Há catarinenses também na Câmara dos Vereadores de Curitiba. Dos 38 parlamentares, cinco nasceram no estado vizinho: Jorge Bernardi (PDT), Nely Almeida (PSDB), Dona Lourdes (PSDB), Celso Torquato (PSDB) e Jairo Marcelino (PDT). Este último vereador, inclusive, nasceu no município de Curitibanos, no Norte de Santa Catarina. Tanta coincidência por pouco não o fez um curitibano de nascença, Jairo Marcelino, de 64 anos, é curitibanense.
''Meu pai veio para cá para trabalhar e a família veio junto. Eu tinha dez anos. Terminei o ginásio aqui e depois fui trabalhar como cobrador e motorista de ônibus. Fui lançado como candidato dos motoristas, em 1982'', conta Jairo Marcelino, informando que, em 2002, uma pesquisa apontava que 5% da população curitibana era de catarinenses. ''Me sinto um curitibano. Esta é uma cidade acolhedora e tenho um grande apego a minha comunidade, que é da região Norte da cidade e que me apóia. Não sei se algum catarinense votou em mim'', disse ele, informando que havia aqui, há de dez anos, uma associação de catarinenses.
A vereadora Nely Almeida (PSDB), de 72 anos, natural de Florianópolis, também veio para Curitiba ainda na infância. ''Meu pai veio para acompanhar a minha irmã mais velha, que ía estudar Medicina. Lá em Florianópolis não tinha o curso, apenas o de Farmácia'', lembra ela, que nunca perdeu o sotaque de ''manezinha da ilha''. ''Falo um pouco como portuguesa, as palavras saem chiadas, rapidinho mesmo. Falo numa velocidade galopante. Na hora do discurso é uma gozação, os eleitores riem porque não entendem muita coisa que falo'', assume Nely, dizendo que também não tem contato com eleitores ''catarinas''.

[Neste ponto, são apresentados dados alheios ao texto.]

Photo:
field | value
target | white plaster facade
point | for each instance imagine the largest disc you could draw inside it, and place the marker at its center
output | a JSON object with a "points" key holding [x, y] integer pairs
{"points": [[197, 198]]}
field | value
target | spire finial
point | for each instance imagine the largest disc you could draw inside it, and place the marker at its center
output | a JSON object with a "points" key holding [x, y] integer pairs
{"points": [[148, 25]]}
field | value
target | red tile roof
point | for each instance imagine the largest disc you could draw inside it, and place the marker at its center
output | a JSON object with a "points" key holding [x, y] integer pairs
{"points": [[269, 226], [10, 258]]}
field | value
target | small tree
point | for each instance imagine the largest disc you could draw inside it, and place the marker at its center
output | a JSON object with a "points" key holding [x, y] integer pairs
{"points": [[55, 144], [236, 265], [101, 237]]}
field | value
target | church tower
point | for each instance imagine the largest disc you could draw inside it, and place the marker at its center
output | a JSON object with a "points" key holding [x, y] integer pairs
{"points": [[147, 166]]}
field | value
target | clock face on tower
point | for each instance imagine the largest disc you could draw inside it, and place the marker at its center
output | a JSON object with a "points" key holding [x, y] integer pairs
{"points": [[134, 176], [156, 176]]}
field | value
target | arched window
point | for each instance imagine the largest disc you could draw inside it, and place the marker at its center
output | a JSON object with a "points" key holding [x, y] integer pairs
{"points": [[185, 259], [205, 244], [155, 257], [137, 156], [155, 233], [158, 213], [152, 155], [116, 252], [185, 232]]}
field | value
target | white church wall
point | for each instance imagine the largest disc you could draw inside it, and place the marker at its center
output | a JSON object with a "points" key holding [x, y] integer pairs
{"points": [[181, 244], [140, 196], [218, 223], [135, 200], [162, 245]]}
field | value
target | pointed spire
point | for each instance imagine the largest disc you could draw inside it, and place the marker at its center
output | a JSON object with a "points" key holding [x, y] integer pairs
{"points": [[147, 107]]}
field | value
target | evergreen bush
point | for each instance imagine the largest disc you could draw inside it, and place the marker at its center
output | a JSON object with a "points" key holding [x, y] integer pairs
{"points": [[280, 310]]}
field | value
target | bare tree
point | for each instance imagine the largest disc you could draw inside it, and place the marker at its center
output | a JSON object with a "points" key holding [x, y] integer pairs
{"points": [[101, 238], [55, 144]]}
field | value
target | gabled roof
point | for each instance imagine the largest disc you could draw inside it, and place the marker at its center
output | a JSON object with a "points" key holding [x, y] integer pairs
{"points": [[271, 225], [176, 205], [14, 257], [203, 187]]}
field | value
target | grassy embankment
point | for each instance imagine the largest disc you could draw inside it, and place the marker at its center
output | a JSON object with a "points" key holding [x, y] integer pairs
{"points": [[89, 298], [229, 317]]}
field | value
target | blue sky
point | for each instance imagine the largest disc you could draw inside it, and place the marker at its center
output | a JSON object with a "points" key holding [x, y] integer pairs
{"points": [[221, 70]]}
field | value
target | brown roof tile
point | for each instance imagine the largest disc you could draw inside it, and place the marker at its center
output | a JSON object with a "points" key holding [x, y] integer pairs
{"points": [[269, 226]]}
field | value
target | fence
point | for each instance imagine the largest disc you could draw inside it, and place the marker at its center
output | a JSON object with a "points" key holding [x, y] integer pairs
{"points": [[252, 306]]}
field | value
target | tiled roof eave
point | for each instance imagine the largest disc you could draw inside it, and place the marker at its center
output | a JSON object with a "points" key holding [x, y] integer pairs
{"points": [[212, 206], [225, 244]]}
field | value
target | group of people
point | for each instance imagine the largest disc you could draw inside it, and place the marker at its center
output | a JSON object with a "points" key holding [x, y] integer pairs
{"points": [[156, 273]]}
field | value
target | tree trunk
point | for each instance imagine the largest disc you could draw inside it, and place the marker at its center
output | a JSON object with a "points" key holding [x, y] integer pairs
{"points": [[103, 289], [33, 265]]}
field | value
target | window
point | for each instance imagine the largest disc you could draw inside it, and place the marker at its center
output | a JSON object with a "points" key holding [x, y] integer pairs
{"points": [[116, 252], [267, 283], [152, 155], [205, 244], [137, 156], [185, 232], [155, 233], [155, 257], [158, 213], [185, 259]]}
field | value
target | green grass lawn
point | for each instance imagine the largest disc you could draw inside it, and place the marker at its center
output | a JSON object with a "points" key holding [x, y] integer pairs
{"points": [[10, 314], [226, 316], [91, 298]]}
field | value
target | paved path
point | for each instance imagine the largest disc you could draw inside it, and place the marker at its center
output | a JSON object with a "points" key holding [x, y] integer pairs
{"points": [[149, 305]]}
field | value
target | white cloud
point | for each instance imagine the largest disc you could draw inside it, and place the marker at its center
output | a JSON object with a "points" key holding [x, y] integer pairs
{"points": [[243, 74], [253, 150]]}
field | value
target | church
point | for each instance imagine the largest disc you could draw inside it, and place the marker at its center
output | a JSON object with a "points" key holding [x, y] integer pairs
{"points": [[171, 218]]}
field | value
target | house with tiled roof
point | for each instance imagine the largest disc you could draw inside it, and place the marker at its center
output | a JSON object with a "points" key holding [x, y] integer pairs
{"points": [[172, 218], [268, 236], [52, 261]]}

''Cheguei aqui, em 1952, com a minha família, a cidade tinha 250 mil habitantes. Meu pai via Curitiba como uma cidade progressista e queria nos dar boa edução e oportunidades'', recorda o vereador Celso Torquato, de 61 anos sendo 54 deles vividos em Curitiba. O parlamentar é natural de Rio do Sul, e se estabeleceu no bairro do Portão, depois de morar na Vila Fanny e no Alto da XV. ''Eu e meus irmãos trabalhamos no comércio. Lembro que nas lojas de confecções, como Casa Edite e Casa Globo, 70% a 80% dos funcionários eram catarinenses'', resgata ele, que ingressou no primeiro mandato em 1992.
O vereador Jorge Bernardi (PDT), 51 anos, natural de Herval d'Oeste, veio para Curitiba, em 1975, onde cursou Jornalismo e Direito e morou com uns primos no bairro do Cajuru. Em 1982, iniciou seu primeiro mandato na Câmara. Ele lembra que um livro sobre os catarinas no Paraná, escrito pelo jornalista Dante Medonça, foi lançado em 1989, época que foi realizado um recadastramento e levantado o número de 200 mil eleitores catarinenses em Curitiba.
''Amo essa cidade. Meus filhos nasceram aqui. Curitiba me deu oportunidade para estudar, exercer minha profissão. Se passo três dias fora, já sinto saudade'', diz o verador. ''Na época de estudante, éramos mais bairristas, existia a Associação de Estudantes de Santa Catarina e até uma boate onde nos encontrávamos. Agora, estamos mais enraizados, há um identificação grande com Curitiba'', pontua ele, revelando que pensa em voltar a morar no estado de origem depois que se aposentar, numa casinha na praia em Florianópolis. (F.G.)